John Reid accused some politicians, judges and liberal commentators of hindering the "life and death" fight with al-Qa'ida as he signalled he was ready to push for new anti-terrorism laws. The Home Secretary said terrorists espousing the same ideology as those active in Iraq and Afghanistan represented the greatest threat to Britain since the Second World War.
And he spelt out his frustration that the nation was using legislation dating back half a century to combat a 21st-century breed of "unconstrained" terrorists driven by a perverse morality.
Mr Reid has overhauled the structure of the Home Office and the immigration services, as well as "rebalanced" the criminal justice system in his first three months in the job. He said yesterday that he wanted to turn to the "overarching challenges" facing Britain as he delivered a bleak assessment of the determination of "fascist individuals" to wreak havoc in this country.

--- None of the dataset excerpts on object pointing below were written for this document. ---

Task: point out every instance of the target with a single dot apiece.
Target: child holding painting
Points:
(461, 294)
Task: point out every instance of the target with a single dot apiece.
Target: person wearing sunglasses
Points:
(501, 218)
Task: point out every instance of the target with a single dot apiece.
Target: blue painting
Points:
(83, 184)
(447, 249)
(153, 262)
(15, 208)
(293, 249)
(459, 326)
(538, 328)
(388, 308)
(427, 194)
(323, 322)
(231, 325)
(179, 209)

He warned they "can network courtesy of new technology and can access modern chemical, biological and other means of mass destruction and they have therefore unconstrained capability". They were part of the "seamless web" that includes the Middle East, Iraq and Afghanistan. He said: "On this home front, we face the same threat from the same type of terrorists with the same set of values."
Mr Reid said: "We need to understand the depth and magnitude of that threat - all of us, each of us across the whole political, media, judicial and public spectrum."
He criticised some MPs and peers for opposing anti-terror legislation, judges for weighing terrorists' rights over public safety and commentators for giving "more prominence to the views of Islamist terrorists than democratically elected Muslim politicians".
Mr Reid said: "When I see and hear all of these things, then I sometimes feel that so many people who should be foremost in recognising the threat facing us... I can't help feeling they just don't get it. They just don't get it."
The Home Secretary added: "This isn't an abstract discussion - it's a matter of life and death."
He protested that terrorists who could cause "irreparable damage on a hitherto unknown scale" evade prosecution because admissible court evidence cannot be gathered, or avoid deportation because they could be in danger in their home countries.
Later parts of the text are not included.